Aritmia dan gejalanya tidak selalu muncul. Seseorang dapat hidup dengan tenang dan tidak merasakan irama jantung yang tidak teratur, dan dokter selama pemeriksaan medis dapat dengan mudah mendeteksinya dan meresepkan pengobatan bahkan sebelum gejala aritmia jantung tiba-tiba muncul..

Namun, lebih sering, gangguan ritme muncul dengan sendirinya, yang memengaruhi perubahan keadaan seseorang. Dan bagaimana aritmia jantung dimanifestasikan? Untuk memahami jika ada masalah jantung, Anda harus memperhatikan tanda-tanda penyakit berikut ketika seseorang:

  1. Terasa palpitasi dan gangguan ritme;
  2. Terasa seperti jantung berdebar terlalu kencang
  3. merasa jantungnya berdetak terlalu lambat;
  4. mengalami nyeri dada;
  5. menderita sesak napas;
  6. Terasa pusing
  7. kehilangan kesadaran atau dalam keadaan pingsan.

Tetapi kebetulan bahkan tanda-tanda serius dari kondisi tidak sehat seperti itu belum tentu merupakan manifestasi dari masalah jantung yang serius. Seringkali orang, bahkan ketika mereka merasakan aritmia, tidak memiliki penyakit apa pun. Sebaliknya, orang tertentu yang tidak memiliki manifestasi aritmia jantung sebenarnya menderita bentuk penyakit yang parah, dan faktor penyebabnya tidak diketahui..

Mengapa aritmia jantung berbahaya??

Akibat kerja yang tidak merata, kontraksi atrium digantikan oleh kedutan yang tidak menentu. Ini adalah bentuk yang paling umum dan berbahaya, yang dapat menyebabkan tromboemboli dan stroke (stagnasi dalam aliran darah berkontribusi pada pembentukan trombus, dan bekuan darah akan mencegah oksigen masuk ke otak).

Karena kekurangan oksigen, penderita aritmia bisa pingsan, jatuh, terbentur keras, atau melukai dirinya sendiri. Stadium lanjut penyakit ini dapat menyebabkan perkembangan gagal jantung, serangan angina pektoris atau, secara umum, edema paru, ketika rawat inap mendesak diperlukan untuk menyelamatkan nyawa..
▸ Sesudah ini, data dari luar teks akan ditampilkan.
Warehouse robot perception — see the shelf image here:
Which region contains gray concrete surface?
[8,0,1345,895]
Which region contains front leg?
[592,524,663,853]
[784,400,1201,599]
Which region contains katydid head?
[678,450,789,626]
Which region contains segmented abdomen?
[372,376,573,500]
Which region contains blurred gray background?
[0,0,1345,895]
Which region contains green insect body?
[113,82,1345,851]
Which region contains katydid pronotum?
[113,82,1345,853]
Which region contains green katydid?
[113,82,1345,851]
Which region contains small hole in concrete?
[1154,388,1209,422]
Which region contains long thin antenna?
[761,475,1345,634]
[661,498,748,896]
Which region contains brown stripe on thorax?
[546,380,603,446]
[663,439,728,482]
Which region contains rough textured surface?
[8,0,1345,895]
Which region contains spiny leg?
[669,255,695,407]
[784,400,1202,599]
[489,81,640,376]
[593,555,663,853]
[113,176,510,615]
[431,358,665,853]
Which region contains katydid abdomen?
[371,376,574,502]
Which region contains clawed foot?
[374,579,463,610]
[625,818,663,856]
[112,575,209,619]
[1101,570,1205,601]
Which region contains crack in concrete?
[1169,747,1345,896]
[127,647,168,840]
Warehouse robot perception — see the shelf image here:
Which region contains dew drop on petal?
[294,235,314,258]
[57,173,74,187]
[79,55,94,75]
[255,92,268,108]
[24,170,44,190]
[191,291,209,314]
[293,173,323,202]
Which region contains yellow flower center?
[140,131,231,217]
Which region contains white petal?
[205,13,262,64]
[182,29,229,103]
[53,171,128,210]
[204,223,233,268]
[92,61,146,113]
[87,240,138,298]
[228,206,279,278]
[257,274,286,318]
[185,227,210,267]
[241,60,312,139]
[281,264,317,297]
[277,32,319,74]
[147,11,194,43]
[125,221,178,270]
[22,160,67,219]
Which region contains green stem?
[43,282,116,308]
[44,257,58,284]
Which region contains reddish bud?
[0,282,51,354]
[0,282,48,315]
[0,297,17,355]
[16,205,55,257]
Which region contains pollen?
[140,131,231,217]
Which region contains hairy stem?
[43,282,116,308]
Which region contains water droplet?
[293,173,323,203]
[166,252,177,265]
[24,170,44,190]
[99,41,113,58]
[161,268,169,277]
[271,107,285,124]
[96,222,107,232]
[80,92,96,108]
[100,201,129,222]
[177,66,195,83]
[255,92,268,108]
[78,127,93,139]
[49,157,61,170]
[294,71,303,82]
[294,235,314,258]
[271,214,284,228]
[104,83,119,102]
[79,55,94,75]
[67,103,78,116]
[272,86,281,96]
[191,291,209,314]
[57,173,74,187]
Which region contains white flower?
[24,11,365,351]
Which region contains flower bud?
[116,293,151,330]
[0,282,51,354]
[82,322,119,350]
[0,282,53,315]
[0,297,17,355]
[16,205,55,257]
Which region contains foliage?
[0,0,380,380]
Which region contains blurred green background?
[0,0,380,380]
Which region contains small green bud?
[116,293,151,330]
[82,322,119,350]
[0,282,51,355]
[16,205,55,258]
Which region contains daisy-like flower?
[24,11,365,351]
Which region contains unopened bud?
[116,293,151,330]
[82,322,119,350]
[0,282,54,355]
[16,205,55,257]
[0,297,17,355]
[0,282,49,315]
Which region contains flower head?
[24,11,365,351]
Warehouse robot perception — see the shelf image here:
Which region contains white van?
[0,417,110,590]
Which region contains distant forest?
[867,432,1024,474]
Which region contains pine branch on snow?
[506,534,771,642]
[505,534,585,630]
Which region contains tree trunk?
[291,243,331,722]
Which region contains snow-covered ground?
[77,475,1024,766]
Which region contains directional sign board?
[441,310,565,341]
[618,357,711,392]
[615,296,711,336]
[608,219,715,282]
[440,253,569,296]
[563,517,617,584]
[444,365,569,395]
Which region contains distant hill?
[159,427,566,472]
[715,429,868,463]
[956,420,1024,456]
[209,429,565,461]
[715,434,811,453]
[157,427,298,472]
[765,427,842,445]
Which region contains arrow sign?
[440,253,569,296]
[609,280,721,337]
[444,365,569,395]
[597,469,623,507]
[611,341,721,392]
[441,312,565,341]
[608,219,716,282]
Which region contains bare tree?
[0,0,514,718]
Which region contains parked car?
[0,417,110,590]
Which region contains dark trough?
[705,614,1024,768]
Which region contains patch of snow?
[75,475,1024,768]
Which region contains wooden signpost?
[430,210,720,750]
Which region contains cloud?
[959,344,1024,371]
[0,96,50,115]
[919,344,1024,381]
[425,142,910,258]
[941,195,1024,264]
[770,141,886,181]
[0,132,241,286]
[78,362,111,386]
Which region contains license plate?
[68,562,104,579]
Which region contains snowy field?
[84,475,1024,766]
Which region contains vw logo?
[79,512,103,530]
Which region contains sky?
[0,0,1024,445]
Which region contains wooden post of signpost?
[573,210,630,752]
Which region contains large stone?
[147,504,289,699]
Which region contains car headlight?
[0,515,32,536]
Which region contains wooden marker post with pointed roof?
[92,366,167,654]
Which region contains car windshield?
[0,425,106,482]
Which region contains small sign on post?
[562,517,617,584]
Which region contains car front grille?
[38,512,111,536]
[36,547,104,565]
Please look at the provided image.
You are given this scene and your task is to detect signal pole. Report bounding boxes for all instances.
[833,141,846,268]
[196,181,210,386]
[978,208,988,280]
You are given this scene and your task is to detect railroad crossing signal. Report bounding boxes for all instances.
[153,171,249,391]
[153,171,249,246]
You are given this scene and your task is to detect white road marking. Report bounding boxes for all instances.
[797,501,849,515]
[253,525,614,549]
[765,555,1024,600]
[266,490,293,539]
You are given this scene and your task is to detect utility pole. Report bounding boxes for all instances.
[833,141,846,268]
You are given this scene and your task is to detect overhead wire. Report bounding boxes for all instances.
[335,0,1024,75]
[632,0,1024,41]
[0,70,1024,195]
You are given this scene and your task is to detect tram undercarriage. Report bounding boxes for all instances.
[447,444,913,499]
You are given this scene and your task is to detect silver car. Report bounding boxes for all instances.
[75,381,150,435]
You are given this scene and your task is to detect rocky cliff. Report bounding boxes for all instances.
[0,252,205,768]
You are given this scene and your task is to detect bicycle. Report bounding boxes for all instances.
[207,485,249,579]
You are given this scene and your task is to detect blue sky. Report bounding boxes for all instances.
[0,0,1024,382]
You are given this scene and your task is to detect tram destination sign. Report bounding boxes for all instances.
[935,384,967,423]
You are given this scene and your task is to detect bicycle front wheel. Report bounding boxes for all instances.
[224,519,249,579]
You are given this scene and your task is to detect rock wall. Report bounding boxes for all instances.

Aritmia pada anak-anak dan remaja

Aritmia irama jantung pada anak-anak dapat terjadi pada semua usia. Dalam kebanyakan kasus, ini adalah manifestasi jinak dan sering muncul dan menghilang secara spontan. Namun, sangat penting untuk membedakan jinak dari perubahan yang berpotensi mengancam nyawa..
Yang jinak tidak menunjukkan gejala, hemodinamik pasien stabil dan tidak mengancam jiwa. Tidak memerlukan perawatan, anak dapat melakukan aktivitas fisik secara normal dengan pengawasan lebih lanjut oleh dokter spesialis.

Gejala gangguan ritme bergantung pada usia dan derajat kematangan anak. Anak yang lebih besar mungkin mengeluh pusing, dan pada anak berusia 3 tahun ke bawah, penyakit ini dimanifestasikan dengan pucat pada kulit, mudah tersinggung dan kurang tertarik pada makanan..

Bentuk ringan adalah:

  • bradikardia sinus;
  • ekstrasistol supraventrikular;
  • ventrikel idiopatik.

Perhatian khusus diberikan pada diagnosis riwayat pribadi dan keluarga, usia dan tipe pasien.

Sinus tachycardia biasanya dapat ditoleransi dengan baik, menghilang setelah penyebabnya dieliminasi, dan tidak memerlukan terapi khusus. Hal ini disebabkan oleh infeksi, tonus vagus yang berlebihan, hipertiroidisme, peningkatan kadar kalium dan kalsium, demam, hipoksia, penyakit nodus sinoatrial, dan penggunaan obat-obatan tertentu..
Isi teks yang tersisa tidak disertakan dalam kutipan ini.